Ok first off why did you add the campdon tablets? I know folks like to add a little bit but you added enough for ten gallons of wine you're trying to stabilize. Unless if your crushing fresh grapes or fruit I don't even believe in adding it at all before fermentation. Any wild yeast you may pick up is weak and a good yeast culture will take over anyways.

I think the other half of your problem is your yeast culture. How warm was the water. 103* max is what you want. I would suggest making another batch in a large container (about 1/2 gallon) add about 1-2 cups of warm water and pitch your yeast. In about 10 minutes add about 1/2 cup of wine. keep doing this about every 15-20 minutes (I have even keep this container in the sink of larger vessal with hot water which speeds up the process). Once this container is nearly full and fermenting you'll have a good strong culture that will help start you apple to go.


----------



## ckassotis (Mar 4, 2012)

You may be having issues from the over-sulfiting. That is a lot of Campden tablets! Typically you will add ~1/gallon, but you added about 2.5 per gallon. You might try re-pitching the yeast now that it has been a few days. Stir it up real well.

Also, since you are rehydrating your yeast anyway, you might as well go ahead and prepare a real yeast starter. Once you have it rehydrated, take out about 1/2 - 1 cup of your juice and mix it in with the yeast (Not the other way around). Give that 1-3 hours, should start fermenting in the small volume. You can even add a bit of sugar to the small volume. Once you have a nice strong fermentation going, you can add a bit more juice and wait again, or just go ahead and add it now, to the full batch. That should get her going.


----------



## SBWs (Mar 4, 2012)

Just off the top of my head I'd say it is the 10 Campden Tablets. Normally 1 tablet per gallon is recommended. That means you added 2 1/2 times what should have been added. With that said, Lalvin EC-1118 is a very strong yeast and may overcome the K-meta (Campden Tablets) overdose in time. It's still early but you could try giving it a good hard stir a couple times to drive off some of the extra K-meta. 

Did you test acid, if not the pH could be off enough to inhibit fermentation. 4 tsp of acid blend doesn't seem out of whack, but without testing acid or pH you never know what the acid of the cider was to start with. 

yeast nutrient is normally 1 tsp per gallon however you should follow directions on container. You may need to add a little more and if you have it some yeast energizer wouldn't hurt.
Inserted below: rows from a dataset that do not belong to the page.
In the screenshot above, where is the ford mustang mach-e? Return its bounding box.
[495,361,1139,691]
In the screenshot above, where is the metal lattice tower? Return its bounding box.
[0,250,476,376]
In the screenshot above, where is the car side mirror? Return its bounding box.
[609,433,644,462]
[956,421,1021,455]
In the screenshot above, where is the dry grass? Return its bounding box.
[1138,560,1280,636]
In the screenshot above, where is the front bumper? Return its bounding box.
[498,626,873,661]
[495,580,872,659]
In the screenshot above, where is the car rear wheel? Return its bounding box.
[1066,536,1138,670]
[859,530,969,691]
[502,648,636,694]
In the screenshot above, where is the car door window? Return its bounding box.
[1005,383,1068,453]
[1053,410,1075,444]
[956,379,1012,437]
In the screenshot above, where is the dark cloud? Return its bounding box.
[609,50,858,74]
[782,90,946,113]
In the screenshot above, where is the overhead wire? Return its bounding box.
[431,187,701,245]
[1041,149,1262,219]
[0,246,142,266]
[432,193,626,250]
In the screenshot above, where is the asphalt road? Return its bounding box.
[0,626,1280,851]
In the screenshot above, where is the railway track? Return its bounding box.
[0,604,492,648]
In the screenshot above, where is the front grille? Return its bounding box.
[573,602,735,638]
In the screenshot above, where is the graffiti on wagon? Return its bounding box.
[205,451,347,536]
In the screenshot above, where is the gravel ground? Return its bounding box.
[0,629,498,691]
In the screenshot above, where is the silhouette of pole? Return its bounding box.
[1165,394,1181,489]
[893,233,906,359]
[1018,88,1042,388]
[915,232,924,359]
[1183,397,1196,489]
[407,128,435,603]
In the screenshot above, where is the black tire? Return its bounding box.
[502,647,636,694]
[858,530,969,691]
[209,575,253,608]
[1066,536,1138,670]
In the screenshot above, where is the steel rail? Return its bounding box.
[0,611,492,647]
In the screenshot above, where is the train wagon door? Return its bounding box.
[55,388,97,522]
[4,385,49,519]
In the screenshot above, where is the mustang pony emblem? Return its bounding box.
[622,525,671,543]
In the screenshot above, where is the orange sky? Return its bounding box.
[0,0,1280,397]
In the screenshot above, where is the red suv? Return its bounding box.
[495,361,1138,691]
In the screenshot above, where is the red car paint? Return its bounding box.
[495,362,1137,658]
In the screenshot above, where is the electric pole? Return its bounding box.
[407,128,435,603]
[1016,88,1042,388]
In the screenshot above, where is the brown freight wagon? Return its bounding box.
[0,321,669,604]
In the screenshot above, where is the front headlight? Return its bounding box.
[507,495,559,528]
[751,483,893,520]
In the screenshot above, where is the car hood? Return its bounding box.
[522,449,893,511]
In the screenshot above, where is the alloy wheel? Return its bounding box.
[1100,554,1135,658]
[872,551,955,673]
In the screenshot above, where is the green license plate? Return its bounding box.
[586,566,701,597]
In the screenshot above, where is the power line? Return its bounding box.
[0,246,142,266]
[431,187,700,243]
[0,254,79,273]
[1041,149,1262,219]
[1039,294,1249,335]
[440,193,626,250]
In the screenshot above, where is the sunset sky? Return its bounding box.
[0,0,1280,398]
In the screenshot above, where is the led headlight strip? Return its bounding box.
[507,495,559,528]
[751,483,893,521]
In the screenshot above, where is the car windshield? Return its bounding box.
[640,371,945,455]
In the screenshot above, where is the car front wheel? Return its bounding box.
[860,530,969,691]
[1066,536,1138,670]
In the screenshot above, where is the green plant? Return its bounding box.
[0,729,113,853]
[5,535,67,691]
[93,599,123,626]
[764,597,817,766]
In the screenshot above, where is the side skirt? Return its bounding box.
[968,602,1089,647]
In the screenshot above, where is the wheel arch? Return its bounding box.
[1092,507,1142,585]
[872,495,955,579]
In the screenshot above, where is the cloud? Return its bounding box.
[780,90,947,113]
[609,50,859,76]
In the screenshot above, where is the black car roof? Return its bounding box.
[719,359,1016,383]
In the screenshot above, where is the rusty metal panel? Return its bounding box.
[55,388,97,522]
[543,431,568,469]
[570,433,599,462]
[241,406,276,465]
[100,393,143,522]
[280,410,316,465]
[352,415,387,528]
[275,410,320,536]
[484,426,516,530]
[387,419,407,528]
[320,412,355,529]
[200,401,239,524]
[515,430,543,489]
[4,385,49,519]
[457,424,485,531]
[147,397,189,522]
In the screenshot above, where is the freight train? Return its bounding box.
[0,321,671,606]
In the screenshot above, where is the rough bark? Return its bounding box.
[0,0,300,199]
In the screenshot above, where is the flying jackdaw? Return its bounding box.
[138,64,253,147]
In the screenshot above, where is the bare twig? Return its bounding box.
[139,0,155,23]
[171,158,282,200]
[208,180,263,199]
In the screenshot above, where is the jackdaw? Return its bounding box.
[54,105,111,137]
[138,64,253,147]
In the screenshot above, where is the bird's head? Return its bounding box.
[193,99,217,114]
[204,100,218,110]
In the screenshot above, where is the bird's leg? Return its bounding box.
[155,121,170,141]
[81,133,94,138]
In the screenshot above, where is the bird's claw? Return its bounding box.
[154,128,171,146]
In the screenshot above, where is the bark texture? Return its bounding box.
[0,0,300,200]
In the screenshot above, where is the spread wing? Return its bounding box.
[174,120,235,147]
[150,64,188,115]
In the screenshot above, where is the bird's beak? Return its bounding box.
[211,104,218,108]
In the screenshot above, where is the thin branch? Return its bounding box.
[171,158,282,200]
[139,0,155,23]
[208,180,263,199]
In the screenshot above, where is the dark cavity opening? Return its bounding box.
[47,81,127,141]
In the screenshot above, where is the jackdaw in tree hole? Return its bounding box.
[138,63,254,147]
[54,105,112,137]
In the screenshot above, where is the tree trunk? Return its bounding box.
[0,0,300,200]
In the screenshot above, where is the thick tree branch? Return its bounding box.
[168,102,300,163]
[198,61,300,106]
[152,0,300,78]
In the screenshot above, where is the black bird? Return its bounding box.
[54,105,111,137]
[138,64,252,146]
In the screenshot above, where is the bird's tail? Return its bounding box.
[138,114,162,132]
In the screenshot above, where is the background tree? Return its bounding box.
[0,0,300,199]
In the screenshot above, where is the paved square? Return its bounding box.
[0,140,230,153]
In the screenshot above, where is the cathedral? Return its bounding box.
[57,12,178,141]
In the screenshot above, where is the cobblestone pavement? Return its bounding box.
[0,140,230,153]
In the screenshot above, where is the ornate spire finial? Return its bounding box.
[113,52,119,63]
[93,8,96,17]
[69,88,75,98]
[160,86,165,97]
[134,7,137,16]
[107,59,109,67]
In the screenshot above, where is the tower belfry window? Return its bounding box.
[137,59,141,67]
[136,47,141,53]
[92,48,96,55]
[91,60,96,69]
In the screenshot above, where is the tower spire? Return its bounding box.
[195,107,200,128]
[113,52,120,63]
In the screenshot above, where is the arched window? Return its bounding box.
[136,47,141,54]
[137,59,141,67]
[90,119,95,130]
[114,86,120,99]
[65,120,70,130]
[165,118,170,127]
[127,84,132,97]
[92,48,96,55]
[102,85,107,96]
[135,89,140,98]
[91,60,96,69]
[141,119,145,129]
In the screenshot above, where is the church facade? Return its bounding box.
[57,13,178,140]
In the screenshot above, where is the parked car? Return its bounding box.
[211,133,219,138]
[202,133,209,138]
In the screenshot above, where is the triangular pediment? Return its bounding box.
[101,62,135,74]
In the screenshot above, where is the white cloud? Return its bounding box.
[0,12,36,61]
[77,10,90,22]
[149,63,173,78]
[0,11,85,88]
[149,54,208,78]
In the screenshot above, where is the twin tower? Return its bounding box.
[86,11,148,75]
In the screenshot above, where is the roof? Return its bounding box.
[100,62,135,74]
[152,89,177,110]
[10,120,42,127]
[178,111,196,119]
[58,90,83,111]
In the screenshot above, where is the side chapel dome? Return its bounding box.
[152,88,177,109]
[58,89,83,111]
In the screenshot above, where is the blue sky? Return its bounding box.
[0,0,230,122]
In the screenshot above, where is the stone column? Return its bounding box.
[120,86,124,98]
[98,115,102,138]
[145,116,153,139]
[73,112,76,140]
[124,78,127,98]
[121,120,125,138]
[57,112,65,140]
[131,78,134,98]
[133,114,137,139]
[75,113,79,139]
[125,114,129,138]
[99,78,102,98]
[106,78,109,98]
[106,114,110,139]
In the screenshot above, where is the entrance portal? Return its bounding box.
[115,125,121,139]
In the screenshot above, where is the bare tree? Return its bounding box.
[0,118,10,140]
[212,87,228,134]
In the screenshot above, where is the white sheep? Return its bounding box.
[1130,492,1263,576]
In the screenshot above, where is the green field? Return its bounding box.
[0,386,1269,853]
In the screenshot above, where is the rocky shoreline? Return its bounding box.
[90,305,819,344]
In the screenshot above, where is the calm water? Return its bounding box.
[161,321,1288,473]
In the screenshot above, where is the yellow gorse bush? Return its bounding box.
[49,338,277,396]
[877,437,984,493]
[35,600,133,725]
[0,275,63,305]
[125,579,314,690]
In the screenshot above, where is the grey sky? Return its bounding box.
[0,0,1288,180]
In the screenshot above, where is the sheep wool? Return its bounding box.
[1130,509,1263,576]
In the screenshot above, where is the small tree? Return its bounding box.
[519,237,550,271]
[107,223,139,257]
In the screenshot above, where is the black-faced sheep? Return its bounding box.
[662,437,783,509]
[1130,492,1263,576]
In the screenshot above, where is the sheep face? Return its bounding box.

tannin seems a bit high to me, I've found with tannin a little goes a long way, but here again there are a lot of different makers of this stuff so follow directions on container.

I must type to slow I see two others replied while I was typing


----------



## DeniseHogemann (Mar 6, 2012)

*oops!*

Really don't know why I added 10 campden tablets. I read my label on it and it says 1 -2 per 4.5 liters. My only defense is I had a terrible headache but I guess I should have left it for another day. Checked the rest of my ingredients on their packaging and everything is correct. Lessoned learned. Got anothern package of yeast so we will see shortly if it can be started fermenting or if it is lost.


----------



## Luc (Mar 6, 2012)

DeniseHogemann said:


> Got anothern package of yeast so we will see shortly if it can be started fermenting or if it is lost.



Does not work. Adding just another package of yeast will just add extra yeast that will have the dame problem: too much sulphite.

You need to get rid of the sulphite and there is one solution that does the trick: bind the sulphite with oxygen.
So what you will have to do is to aerate the must.

Take 2 large buckets and splash the must from one bucket into the other. Ansd I mean really splashing with loads of foam forming. That way a lot of oxygen will get in the wine, bind with the sulphite and then the yeast can start their work.
You will have to do this several times: I mean like 10 or 15 times at least.


Maybe you should read this:
http://www.wijnmaker.blogspot.com/2011/12/gisting-wil-niet-starten-stuck.html

Luc


----------



## DeniseHogemann (Mar 6, 2012)

But it did start. It's 12 hours later and everything is bubbling along happily. I did stir it really good quite a few times in the last couple days before starting and adding the new yeast. We will see if it continues but right now everything looks good.


----------



## PCharles (Mar 6, 2012)

I'd also suggest adding yeast nutrient. I'd add some at the get go and sprinkle some as fermenting progresses.


----------



## DeniseHogemann (Mar 7, 2012)

I did add some nutrient and some energizer. How much would you recommend and how often during the fermentation should I add the nutrient? Its really going strong right now. At noon the SG was at 1.040, down from 1.090 at the start.


----------



## SBWs (Mar 7, 2012)

Denise, Here is a article on yeast nutrients that explains when to add them. There are different nutrients so what and when depends on what you have and where your fermentation is at. I wouldn't add a lot if your fermentation is going that strong.

http://www.grapestompers.com/articles/yeast_nutrients.htm

I think the only time you add yeast energizer is before you pitch the yeast not sure of that maybe someone else will know.


----------



## DoctorCAD (Mar 8, 2012)

DeniseHogemann said:


> I did add some nutrient and some energizer. How much would you recommend and how often during the fermentation should I add the nutrient? Its really going strong right now. At noon the SG was at 1.040, down from 1.090 at the start.



Its fine...leave it alone. It just took a bit to overcome the excess sulfites.


----------